But what fun would that be?
A Michigan State team that has become known for its second halves and how it closes games took it to the extreme Thursday night — riding a 33-6 second-half run to a 91-84 win to clinch the outright Big Ten championship it had been marching toward for nearly three weeks.
When Iowa went up 58-48 and Tre Holloman was called for a phantom foul on a block at the basket, an MSU team already beginning to come to life found its edge, just as it appeared the Spartans were losing their poise.
Something needed to rile up this group after an uninspiring first half, albeit against a desperate Iowa team that played well.
The beauty of a Big Ten title is that it’s a championship earned through a three-month, 20-game grind. Not all halves have to be inspiring — though parts of that second half from MSU certainly were.
And so MSU is the outright Big Ten champion, winning its first title in five seasons, 11 months after its coach said he’d either do this or die trying.
He’s alive. So is MSU’s team and program. What a season.
Part of being a legitimate star in college basketball is being the one guy who’s still able to get buckets when nothing else is going right — to the point your team is able to hang around.
The knee Jase Richardson took to the groin a couple minutes before halftime pretty much summed up the Spartans’ entire first half. If not for his scoring and smooth and persistent offensive game, MSU might have been out of this thing by the break, or at least in real trouble — I don’t know if MSU is ever out of a game in the second half.
Instead it was a manageable 37-30 at halftime, because Richardson had 12 points after hitting 5 of 8 shots. This is a guy who didn’t take more than eight shots in an entire game until Jan. 25 against Rutgers, when he took nine. He didn’t start taking double-digit shots until that 29-point outburst against Oregon.

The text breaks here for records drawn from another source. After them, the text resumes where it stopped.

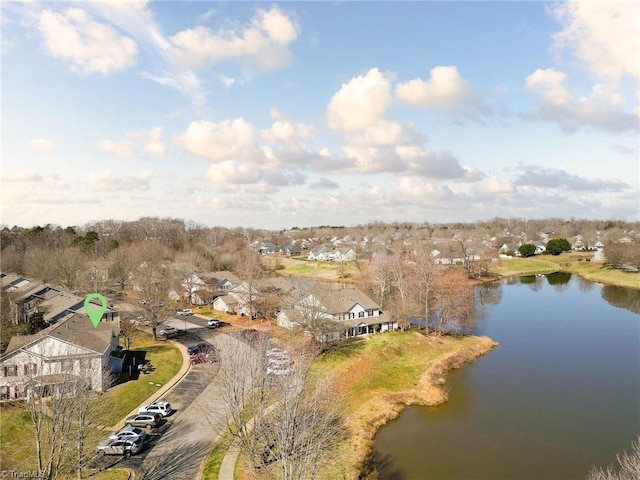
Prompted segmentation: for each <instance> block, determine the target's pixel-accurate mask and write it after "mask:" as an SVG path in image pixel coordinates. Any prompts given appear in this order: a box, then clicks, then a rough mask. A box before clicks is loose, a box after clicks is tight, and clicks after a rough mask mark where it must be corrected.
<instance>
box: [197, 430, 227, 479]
mask: <svg viewBox="0 0 640 480" xmlns="http://www.w3.org/2000/svg"><path fill="white" fill-rule="evenodd" d="M232 442H233V435H231V432H227V433H225V434H224V435H223V436H222V438H221V439H220V440H219V441H217V442H216V443H215V444H214V446H213V450H211V453H210V454H209V458H208V459H207V464H206V465H205V467H204V471H203V473H202V480H218V474H219V473H220V466H221V465H222V459H223V458H224V456H225V454H226V453H227V450H228V449H229V447H230V446H231V443H232Z"/></svg>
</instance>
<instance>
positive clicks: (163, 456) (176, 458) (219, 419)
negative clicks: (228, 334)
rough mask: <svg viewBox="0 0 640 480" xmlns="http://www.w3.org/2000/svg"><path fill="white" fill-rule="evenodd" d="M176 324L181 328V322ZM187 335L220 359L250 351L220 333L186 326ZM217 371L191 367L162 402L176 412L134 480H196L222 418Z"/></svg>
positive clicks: (228, 336)
mask: <svg viewBox="0 0 640 480" xmlns="http://www.w3.org/2000/svg"><path fill="white" fill-rule="evenodd" d="M177 322H180V323H183V324H184V321H183V320H178V321H177ZM177 322H176V323H177ZM172 323H173V322H172ZM176 326H177V325H176ZM188 331H189V332H192V333H194V334H197V335H198V337H199V339H202V340H205V341H208V342H210V343H212V344H213V345H215V346H216V348H217V349H218V350H219V351H220V352H221V357H222V358H224V351H225V349H226V348H236V347H237V348H246V349H247V351H249V349H250V347H249V346H248V345H246V344H244V343H243V342H240V341H239V340H237V339H236V338H234V337H233V336H231V335H228V334H226V333H224V332H223V331H219V330H209V329H207V328H203V327H199V326H195V324H190V327H188ZM194 340H196V337H194ZM196 341H197V340H196ZM247 353H248V352H247ZM217 370H218V367H217V366H216V365H211V364H200V365H194V366H192V369H191V371H190V372H189V374H188V375H187V376H186V377H185V379H184V380H183V381H182V382H180V383H179V384H178V385H177V386H176V387H175V388H174V389H173V390H171V391H170V392H168V393H167V394H166V395H165V396H164V397H163V398H162V400H165V401H169V402H171V404H172V405H176V406H177V407H178V411H177V412H176V413H175V414H174V416H173V417H169V421H170V426H169V428H168V429H167V431H166V432H162V435H161V436H160V438H159V439H158V440H157V442H156V443H155V444H154V445H153V448H152V449H151V450H150V451H149V452H148V454H146V455H145V456H144V459H143V461H142V463H141V465H140V466H139V468H138V469H136V470H137V472H136V478H137V479H144V480H161V479H167V480H171V479H176V480H183V479H185V478H189V479H191V478H198V473H199V472H200V468H201V466H202V463H203V461H204V460H205V459H206V457H207V456H208V454H209V452H210V451H211V446H212V444H213V443H214V442H215V441H216V440H217V439H218V438H219V434H220V432H222V429H223V428H224V419H225V418H226V415H225V413H224V412H223V410H222V408H221V407H220V405H218V401H217V399H218V398H219V391H220V384H219V381H220V379H219V377H218V376H217V375H216V373H217Z"/></svg>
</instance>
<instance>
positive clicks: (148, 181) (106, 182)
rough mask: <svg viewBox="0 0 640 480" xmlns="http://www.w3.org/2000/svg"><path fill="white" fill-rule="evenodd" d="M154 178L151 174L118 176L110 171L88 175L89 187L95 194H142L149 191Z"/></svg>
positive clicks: (96, 172) (95, 172)
mask: <svg viewBox="0 0 640 480" xmlns="http://www.w3.org/2000/svg"><path fill="white" fill-rule="evenodd" d="M152 177H153V175H152V174H151V172H141V173H135V174H132V175H128V176H116V175H114V174H113V173H112V172H111V171H110V170H102V171H99V172H93V173H90V174H89V175H87V185H89V187H90V188H91V191H95V192H121V191H124V192H141V191H146V190H149V188H150V182H151V178H152Z"/></svg>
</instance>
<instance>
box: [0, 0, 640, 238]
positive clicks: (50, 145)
mask: <svg viewBox="0 0 640 480" xmlns="http://www.w3.org/2000/svg"><path fill="white" fill-rule="evenodd" d="M639 5H640V4H638V3H637V2H560V3H552V2H548V3H543V2H336V3H330V2H283V3H267V2H222V3H218V2H199V1H193V2H144V1H129V2H122V1H119V2H116V1H92V2H69V3H66V2H37V1H33V2H2V4H1V8H2V57H1V58H2V65H1V67H2V72H1V76H2V85H1V93H2V111H1V115H2V213H1V215H2V216H1V219H0V220H1V222H2V223H3V224H7V225H9V226H11V225H14V224H18V225H22V226H30V225H35V224H46V223H53V224H60V225H68V224H74V225H82V224H85V223H87V222H91V221H96V220H104V219H115V220H134V219H137V218H139V217H142V216H160V217H178V218H184V219H187V220H193V221H195V222H198V223H200V224H204V225H209V226H214V225H222V226H228V227H235V226H247V227H258V228H269V229H280V228H288V227H292V226H313V225H319V224H333V225H355V224H361V223H367V222H370V221H385V222H392V221H414V222H424V221H430V222H449V221H474V220H483V219H491V218H493V217H496V216H499V217H523V218H543V217H552V216H553V217H557V216H559V217H584V218H600V219H608V218H613V219H626V220H638V219H640V190H639V183H640V166H639V165H640V161H639V151H638V148H639V147H638V145H639V114H640V109H639V102H640V93H639V92H640V86H639V63H640V62H639V60H638V59H639V58H640V48H639V39H640V27H639V22H640V6H639Z"/></svg>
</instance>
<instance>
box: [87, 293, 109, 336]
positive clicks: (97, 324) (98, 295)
mask: <svg viewBox="0 0 640 480" xmlns="http://www.w3.org/2000/svg"><path fill="white" fill-rule="evenodd" d="M94 298H96V299H98V300H100V302H101V303H102V306H101V307H100V308H99V309H98V310H91V308H89V305H91V300H93V299H94ZM107 305H108V302H107V299H106V298H104V295H100V294H99V293H90V294H89V295H87V298H85V299H84V311H85V312H87V315H89V318H90V319H91V323H93V326H94V327H96V328H98V324H99V323H100V319H101V318H102V315H104V312H105V311H106V310H107Z"/></svg>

It’s not just Richardson’s recognition that he’s become what drives MSU’s offense, that he’s the reason this team is a challenge to defend, and that MSU’s late-season run has correlated with his emergence on another level. It’s his consistency in providing that new level late in his freshman season.
That continued into the second half Thursday, with Richardson’s leaning baseline bank shot while being fouled, cutting the deficit to 51-46, another bucket that came before MSU had found anything else consistent against Iowa’s zone defense.

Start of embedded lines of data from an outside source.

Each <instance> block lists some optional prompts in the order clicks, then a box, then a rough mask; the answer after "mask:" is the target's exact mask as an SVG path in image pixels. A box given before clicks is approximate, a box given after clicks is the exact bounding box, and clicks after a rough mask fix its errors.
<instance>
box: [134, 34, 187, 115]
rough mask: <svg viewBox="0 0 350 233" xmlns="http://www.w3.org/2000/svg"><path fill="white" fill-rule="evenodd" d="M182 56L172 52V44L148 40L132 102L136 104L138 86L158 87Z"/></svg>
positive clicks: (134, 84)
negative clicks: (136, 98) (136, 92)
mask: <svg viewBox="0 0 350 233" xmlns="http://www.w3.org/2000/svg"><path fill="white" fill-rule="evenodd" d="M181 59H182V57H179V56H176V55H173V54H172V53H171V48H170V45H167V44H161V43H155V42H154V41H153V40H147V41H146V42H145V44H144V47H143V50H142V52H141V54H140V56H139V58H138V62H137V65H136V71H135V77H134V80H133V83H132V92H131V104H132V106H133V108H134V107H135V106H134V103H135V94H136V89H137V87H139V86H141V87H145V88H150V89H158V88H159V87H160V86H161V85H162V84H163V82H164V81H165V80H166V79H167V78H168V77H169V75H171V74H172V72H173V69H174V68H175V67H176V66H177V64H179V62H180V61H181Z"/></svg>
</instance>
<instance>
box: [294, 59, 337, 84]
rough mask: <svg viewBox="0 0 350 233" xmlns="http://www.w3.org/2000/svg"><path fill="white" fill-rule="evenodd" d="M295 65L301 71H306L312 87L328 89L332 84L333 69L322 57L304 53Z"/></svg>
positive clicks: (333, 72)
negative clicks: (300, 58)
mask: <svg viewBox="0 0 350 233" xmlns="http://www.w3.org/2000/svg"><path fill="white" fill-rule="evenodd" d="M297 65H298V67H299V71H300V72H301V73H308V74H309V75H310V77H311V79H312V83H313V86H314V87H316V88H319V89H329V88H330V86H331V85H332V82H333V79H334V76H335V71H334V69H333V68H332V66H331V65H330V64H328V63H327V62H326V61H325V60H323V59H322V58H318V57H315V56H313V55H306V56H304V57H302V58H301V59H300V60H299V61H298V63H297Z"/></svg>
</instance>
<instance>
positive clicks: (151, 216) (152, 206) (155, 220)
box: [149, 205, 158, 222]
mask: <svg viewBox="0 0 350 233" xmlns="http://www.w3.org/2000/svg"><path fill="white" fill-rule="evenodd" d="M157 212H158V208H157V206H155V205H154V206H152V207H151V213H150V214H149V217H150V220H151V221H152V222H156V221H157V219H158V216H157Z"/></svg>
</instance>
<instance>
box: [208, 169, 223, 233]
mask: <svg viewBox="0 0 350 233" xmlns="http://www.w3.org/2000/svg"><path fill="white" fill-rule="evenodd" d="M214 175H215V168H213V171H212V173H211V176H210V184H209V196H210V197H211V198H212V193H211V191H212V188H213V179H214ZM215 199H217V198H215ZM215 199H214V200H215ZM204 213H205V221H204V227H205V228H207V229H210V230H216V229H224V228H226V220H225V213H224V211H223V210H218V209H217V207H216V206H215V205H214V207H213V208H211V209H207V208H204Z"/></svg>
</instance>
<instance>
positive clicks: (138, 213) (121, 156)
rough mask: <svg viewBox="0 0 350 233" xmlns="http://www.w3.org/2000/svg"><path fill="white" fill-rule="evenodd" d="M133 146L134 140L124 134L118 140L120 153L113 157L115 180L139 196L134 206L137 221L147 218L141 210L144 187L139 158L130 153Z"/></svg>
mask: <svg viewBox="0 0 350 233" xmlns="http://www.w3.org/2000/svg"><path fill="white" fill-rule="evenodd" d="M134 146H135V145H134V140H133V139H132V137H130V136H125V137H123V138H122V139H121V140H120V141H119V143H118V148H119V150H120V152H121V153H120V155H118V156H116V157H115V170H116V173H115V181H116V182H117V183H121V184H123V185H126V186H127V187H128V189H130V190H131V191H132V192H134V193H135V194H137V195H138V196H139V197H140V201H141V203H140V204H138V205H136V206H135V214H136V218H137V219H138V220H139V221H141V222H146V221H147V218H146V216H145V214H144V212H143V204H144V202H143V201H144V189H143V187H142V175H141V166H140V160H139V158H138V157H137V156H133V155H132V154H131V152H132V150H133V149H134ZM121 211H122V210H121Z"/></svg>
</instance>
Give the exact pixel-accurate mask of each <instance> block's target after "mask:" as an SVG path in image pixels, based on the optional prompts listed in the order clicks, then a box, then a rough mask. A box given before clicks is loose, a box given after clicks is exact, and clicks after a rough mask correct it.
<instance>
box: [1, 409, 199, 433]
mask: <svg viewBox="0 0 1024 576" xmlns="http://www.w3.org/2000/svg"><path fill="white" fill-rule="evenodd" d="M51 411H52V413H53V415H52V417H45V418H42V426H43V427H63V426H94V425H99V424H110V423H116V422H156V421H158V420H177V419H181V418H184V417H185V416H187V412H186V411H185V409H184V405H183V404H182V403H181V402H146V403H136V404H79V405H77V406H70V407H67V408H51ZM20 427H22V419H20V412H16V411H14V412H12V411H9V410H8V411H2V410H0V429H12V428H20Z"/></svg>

When MSU finally took the lead — on two alley-oop dunks by Coen Carr, one on on a pass by Richardson — the next possession was his. This wasn’t waiting for the game to come to him. This was him taking it to the game, drawing a foul on the drive. You could tell from the moment he got the ball near the top of the key, he was taking the shot on that possession, an important possession amid an 18-2 run.
Richardson finished with 22 points on 7-for-13 shooting, with four rebounds, two assists and a steal.
This won’t be remembered as a signature game of his season — like the Oregon or Michigan games — but MSU is the outright Big Ten champion today because Richardson became a legitimate and reliable go-to guy,
A couple weeks ago, it looked like MSU’s whole world might be on the line Sunday when Michigan visits Breslin Center. Now, it’s about avoiding a thud and finishing with a bang.
For the Spartans, the Big Ten title is theirs and can’t be shared. But losing a home finale on senior night to Michigan — before raising a banner … that would put an all-time damper on this incredible ride.
On the other hand, beating the Wolverines to win a seventh straight game — and win the Big Ten by three full games, while honoring your seniors and raising a banner … that’s a pretty good celebration.
MSU has to treat the game like everything is on the line. We’ve seen how these Spartans hadn’t in games that were supposed to be coronations — the Indiana game, when Izzo was all set to break Bob Knight’s Big Ten wins record, the first half of Thursday’s game, as well.
This season deserves to be capped the right way.